FINRA arbitration is often the most accessible form of dispute resolution available to investors. It may be faster than a typical court proceeding and more cost effective. Thus, by denying access to FINRA arbitration, a brokerage firm can discourage investors from pursuing claims for less egregious misconduct.
According to at least one expert, FINRA’s impetus for issuing this notice stems from court decisions in the 2nd Circuit which interpret FINRA’s rule requiring FINRA arbitration to be available to investors as one which can be waived by contract (see, e.g., Credit Suisse Sec. (USA) LLC v. Tracy, 812 F.3d 249, 254 (2d Cir. 2016)). So, at least in Connecticut, New York, and Vermont, courts would enforce a waiver of FINRA arbitration.

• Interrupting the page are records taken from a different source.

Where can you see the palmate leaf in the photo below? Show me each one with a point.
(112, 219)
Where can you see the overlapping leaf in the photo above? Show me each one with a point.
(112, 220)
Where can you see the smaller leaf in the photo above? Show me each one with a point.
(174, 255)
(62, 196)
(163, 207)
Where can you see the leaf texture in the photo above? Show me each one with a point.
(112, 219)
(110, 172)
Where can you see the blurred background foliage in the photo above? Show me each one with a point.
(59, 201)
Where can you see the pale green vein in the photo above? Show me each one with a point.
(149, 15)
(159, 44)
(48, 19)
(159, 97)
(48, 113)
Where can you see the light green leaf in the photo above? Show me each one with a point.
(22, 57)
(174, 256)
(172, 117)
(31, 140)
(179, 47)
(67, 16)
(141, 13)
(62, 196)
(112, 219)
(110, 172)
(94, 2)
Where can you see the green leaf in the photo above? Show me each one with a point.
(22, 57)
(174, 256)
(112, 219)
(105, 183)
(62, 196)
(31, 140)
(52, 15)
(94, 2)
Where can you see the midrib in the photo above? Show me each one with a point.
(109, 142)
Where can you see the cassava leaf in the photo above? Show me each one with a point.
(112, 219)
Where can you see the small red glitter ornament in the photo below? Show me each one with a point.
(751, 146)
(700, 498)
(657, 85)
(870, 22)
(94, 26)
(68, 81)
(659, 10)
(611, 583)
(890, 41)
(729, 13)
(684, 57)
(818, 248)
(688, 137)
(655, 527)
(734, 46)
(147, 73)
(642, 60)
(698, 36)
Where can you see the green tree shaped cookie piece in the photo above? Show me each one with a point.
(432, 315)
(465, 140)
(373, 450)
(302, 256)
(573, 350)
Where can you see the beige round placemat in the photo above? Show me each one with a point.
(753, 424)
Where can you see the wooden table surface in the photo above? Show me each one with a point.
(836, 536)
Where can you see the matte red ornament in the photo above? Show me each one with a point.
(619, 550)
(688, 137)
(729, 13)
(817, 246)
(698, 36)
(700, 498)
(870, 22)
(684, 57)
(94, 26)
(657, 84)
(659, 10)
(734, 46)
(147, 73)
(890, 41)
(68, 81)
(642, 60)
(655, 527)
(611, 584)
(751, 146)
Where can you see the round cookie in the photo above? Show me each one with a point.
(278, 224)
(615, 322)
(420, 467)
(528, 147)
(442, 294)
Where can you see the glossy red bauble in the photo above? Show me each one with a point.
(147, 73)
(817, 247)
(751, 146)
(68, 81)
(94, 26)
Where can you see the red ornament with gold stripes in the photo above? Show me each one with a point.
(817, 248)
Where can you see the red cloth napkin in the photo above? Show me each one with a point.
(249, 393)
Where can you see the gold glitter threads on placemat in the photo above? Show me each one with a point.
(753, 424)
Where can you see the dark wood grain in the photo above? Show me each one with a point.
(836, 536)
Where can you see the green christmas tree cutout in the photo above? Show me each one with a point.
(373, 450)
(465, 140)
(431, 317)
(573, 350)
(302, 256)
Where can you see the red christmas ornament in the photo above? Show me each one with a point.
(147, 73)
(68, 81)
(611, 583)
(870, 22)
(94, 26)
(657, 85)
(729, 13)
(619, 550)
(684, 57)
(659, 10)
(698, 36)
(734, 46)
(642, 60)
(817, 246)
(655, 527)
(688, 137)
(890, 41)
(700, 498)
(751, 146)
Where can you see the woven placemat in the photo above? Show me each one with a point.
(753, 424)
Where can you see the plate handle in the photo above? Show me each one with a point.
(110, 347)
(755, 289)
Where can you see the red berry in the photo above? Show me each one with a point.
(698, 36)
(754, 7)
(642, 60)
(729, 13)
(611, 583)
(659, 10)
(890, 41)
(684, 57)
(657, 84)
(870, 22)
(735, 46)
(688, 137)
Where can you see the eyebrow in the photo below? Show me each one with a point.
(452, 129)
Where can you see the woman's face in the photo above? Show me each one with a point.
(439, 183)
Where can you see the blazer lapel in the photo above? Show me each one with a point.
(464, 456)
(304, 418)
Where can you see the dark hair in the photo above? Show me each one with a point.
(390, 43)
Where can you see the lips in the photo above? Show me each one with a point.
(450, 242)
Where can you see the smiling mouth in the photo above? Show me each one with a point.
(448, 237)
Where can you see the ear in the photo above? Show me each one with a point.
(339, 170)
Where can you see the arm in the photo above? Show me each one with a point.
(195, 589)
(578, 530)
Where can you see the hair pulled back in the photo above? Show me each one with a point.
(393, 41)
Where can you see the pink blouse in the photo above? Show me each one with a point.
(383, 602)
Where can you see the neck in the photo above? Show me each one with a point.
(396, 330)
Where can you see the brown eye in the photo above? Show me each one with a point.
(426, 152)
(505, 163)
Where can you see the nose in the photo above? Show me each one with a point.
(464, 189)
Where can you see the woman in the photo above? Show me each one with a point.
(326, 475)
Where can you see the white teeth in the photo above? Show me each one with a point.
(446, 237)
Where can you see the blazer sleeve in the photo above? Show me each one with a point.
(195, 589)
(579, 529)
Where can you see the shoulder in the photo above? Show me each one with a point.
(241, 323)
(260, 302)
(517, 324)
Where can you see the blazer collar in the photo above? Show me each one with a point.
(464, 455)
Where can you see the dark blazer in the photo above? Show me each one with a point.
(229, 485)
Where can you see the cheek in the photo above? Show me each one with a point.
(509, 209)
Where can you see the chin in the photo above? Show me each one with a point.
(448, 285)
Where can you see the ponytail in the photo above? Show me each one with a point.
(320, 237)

FINRA’s regulatory notice serves to remind brokers and investors alike that, regardless of a court’s interpretation of FINRA regulations, member firms are subject to disciplinary action for violations of FINRA rules. This includes a firm requiring an investor to waive their right to FINRA arbitration through the broker agreement.
It is important for an investor to know their rights should a dispute occur with the brokerage firm. Investors would be wise to follow the advice within the regulatory notice and contact FINRA with any questions or concerns.